Breadth-First Search (BFS) Calculator

An authoritative tool to perform Breadth-First Search (BFS) on graph data. Optimize your graph traversal with this user-friendly and accessible calculator.

Graph Inputs

How to Use This Calculator

This interactive calculator assists students, educators, and professionals in performing Breadth-First Search on graph structures by providing a clear, step-by-step traversal order.

Step-by-Step

  • Enter the graph as an adjacency list using the format Node:Neighbor,Neighbor separated by spaces.
  • Provide the start node so the traversal knows where to begin.
  • Click Calculate or wait for the inputs to auto-update to see the FIFO queue-driven order and stats.

Methodology

The calculator simulates BFS by visiting every node reachable from the start node level by level. It enqueues neighbors of the current node and records the traversal order, tracking queue depth to illustrate the algorithm's breadth-first nature.

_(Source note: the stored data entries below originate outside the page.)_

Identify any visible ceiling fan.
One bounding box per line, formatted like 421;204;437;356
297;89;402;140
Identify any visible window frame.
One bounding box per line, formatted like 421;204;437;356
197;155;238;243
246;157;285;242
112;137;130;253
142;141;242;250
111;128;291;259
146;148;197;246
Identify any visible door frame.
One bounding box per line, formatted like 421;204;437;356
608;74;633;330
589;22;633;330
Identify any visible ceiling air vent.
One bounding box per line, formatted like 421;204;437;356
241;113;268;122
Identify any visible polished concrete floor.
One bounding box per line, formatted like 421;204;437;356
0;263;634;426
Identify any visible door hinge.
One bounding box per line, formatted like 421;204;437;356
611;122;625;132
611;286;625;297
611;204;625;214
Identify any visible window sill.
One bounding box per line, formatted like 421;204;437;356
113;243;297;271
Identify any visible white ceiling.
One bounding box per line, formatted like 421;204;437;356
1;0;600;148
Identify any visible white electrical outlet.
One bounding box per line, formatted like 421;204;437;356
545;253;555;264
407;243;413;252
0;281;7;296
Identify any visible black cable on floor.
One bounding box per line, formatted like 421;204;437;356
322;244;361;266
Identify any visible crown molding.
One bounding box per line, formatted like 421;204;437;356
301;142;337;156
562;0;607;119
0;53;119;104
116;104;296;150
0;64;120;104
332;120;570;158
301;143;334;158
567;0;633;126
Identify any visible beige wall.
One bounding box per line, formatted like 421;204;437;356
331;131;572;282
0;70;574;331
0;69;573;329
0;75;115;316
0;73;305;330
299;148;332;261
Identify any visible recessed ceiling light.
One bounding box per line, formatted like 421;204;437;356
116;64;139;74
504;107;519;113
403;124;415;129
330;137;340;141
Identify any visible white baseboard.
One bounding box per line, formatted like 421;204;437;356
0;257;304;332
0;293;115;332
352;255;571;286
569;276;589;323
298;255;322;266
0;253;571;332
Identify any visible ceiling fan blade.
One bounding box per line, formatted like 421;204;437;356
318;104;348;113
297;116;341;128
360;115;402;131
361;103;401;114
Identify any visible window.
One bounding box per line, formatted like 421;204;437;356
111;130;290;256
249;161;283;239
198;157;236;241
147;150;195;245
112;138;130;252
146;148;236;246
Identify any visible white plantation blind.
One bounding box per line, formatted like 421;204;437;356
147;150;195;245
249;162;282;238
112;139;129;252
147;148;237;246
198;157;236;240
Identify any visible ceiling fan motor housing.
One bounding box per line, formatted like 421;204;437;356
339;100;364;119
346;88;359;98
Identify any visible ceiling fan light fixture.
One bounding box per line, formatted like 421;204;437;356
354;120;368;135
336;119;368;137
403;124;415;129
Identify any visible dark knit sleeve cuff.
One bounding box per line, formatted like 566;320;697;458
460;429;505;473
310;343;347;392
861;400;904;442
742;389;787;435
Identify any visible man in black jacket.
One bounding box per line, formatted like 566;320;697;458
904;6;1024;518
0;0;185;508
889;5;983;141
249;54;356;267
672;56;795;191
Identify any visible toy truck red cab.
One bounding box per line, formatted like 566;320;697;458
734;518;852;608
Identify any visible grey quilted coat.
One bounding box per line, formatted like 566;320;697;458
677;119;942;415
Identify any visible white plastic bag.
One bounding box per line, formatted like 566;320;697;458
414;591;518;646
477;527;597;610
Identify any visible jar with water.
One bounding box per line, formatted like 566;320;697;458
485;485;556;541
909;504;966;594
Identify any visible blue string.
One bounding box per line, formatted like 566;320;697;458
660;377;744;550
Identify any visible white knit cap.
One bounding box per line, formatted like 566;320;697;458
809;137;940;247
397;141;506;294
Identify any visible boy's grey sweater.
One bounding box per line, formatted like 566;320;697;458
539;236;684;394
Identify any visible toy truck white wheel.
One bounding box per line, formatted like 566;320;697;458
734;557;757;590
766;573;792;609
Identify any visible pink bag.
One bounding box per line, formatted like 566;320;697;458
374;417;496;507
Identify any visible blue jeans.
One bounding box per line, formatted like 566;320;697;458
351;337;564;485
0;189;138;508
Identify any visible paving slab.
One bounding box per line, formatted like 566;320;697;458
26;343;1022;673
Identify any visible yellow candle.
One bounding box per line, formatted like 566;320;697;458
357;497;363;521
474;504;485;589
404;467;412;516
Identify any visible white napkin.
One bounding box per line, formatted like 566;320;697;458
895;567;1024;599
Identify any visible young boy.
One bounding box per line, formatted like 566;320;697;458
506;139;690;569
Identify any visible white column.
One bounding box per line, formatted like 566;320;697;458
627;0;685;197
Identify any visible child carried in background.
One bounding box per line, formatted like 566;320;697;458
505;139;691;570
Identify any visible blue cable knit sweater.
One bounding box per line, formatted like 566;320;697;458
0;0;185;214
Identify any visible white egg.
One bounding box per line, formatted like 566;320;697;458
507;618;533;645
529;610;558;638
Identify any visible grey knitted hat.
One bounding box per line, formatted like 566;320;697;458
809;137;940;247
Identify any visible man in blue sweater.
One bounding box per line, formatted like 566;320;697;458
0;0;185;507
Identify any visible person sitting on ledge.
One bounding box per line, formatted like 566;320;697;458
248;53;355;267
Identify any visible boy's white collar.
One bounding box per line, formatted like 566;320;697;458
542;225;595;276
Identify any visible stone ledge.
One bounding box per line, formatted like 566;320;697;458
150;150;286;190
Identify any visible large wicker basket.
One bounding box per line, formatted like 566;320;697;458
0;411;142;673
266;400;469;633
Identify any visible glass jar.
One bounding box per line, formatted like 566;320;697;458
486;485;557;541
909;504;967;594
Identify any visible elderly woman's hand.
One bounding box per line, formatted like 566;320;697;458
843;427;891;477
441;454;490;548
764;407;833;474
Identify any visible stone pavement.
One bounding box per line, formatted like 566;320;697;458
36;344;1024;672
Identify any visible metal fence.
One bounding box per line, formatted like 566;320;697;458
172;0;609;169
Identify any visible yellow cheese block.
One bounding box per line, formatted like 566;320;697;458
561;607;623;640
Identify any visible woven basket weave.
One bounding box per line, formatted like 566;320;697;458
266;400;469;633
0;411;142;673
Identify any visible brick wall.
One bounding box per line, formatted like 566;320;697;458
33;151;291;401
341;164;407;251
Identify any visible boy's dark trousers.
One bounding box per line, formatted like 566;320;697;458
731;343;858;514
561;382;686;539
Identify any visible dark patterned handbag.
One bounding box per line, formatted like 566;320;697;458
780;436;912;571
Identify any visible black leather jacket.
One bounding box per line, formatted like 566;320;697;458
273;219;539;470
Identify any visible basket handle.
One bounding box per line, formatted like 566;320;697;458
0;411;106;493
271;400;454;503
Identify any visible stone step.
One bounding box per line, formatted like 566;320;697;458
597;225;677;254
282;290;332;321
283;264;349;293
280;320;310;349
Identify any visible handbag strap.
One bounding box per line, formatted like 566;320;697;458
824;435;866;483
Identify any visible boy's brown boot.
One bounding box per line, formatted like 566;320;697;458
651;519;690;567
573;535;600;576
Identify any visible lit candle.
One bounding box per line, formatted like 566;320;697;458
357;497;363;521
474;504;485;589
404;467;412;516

The BFS engine uses a queue to ensure every node at the current depth is processed before moving deeper. Each neighbor is added only once so the traversal remains linear in the number of vertices plus edges.

Results are estimates produced by the BFS model defined in this interface. Use them to understand how the traversal unfolds and verify the relationship between nodes and neighbors.

Data Source and Methodology

The BFS algorithm follows classical graph theory principles as outlined in authoritative computer science literature. This implementation keeps the queue content explicit so you can trace how each level is processed.

The Formula Explained

Breadth-First Search explores all nodes at the current depth prior to visiting deeper nodes. It enqueues neighbors as soon as the source node is processed and dequeues them in first-in, first-out order.

Glossary of Terms

  • Node: A point in the graph where connections intersect or branch.
  • Adjacency List: A compact representation of every node's neighbors.
  • BFS Traversal: The process of visiting nodes breadth-wise, one layer at a time.

How It Works: A Step-by-Step Example

Consider the graph defined by 1:2,3 2:4,5 3:5. Starting at node 1, BFS explores the nodes in this order: 1, then 2 and 3, followed by 4 and 5.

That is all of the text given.